Perceiving Systems, Computer Vision

Attractive people: Assembling loose-limbed models using non-parametric belief propagation

2003

Conference Paper

ps


The detection and pose estimation of people in images and video is made challenging by the variability of human appearance, the complexity of natural scenes, and the high dimensionality of articulated body models. To cope with these problems we represent the 3D human body as a graphical model in which the relationships between the body parts are represented by conditional probability distributions. We formulate the pose estimation problem as one of probabilistic inference over a graphical model where the random variables correspond to the individual limb parameters (position and orientation). Because the limbs are described by 6-dimensional vectors encoding pose in 3-space, discretization is impractical and the random variables in our model must be continuous-valued. To approximate belief propagation in such a graph we exploit a recently introduced generalization of the particle filter.
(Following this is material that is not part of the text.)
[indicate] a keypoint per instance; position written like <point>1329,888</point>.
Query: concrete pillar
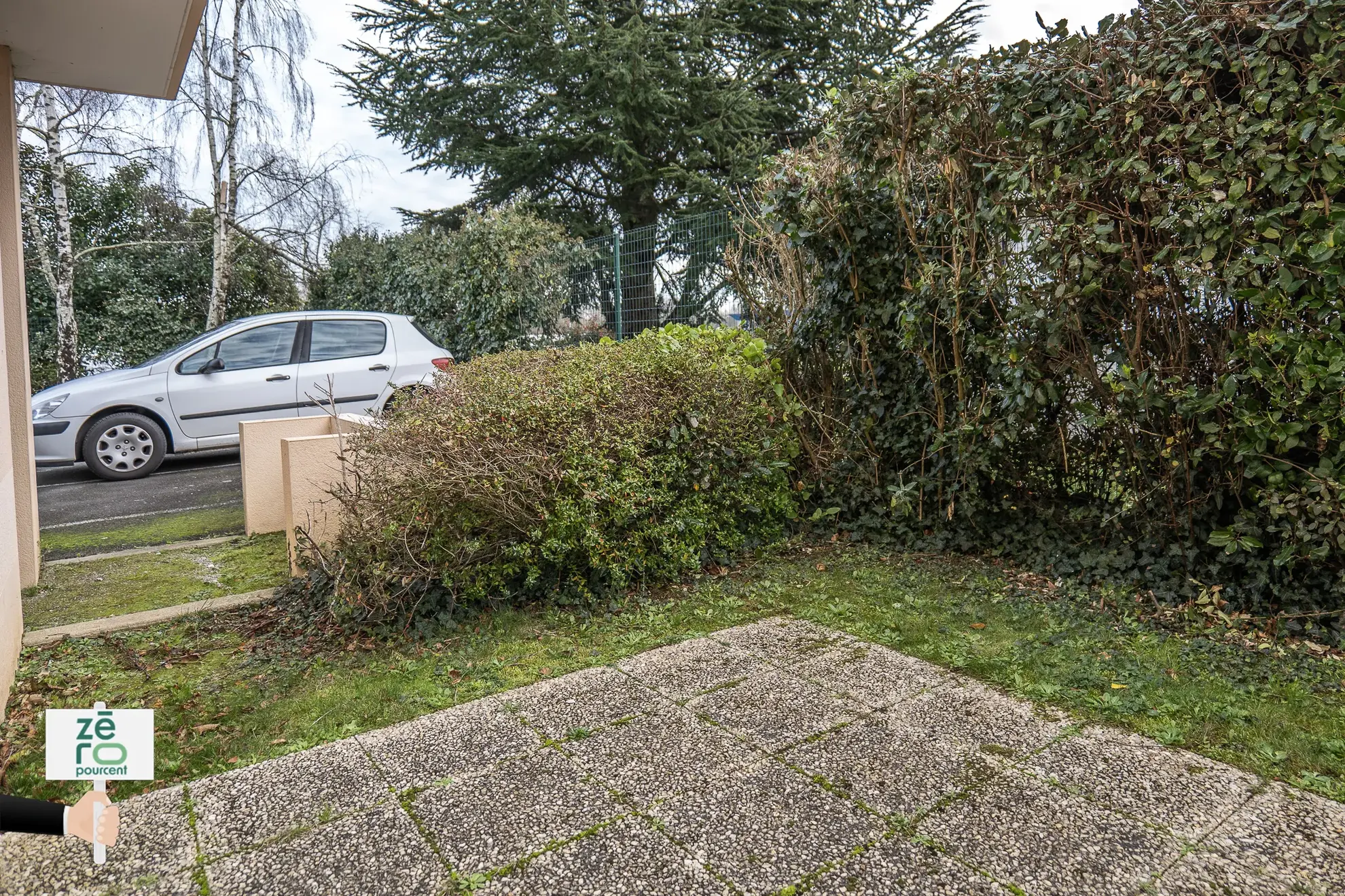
<point>15,298</point>
<point>18,492</point>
This framework facilitates the automatic initialization of the body-model from low level cues and is robust to occlusion of body parts and scene clutter.

Author(s): Sigal, L. and Isard, M. I. and Sigelman, B. H. and Black, M. J.
Book Title: Advances in Neural Information Processing Systems 16, NIPS
Pages: 1539-1546
Year: 2003
Editors: S. Thrun and L. K. Saul and B. Schölkopf
Publisher: MIT Press

Department(s): Perceiving Systems
Bibtex Type: Conference Paper (inproceedings)
Paper Type: Conference

Links: pdf (color)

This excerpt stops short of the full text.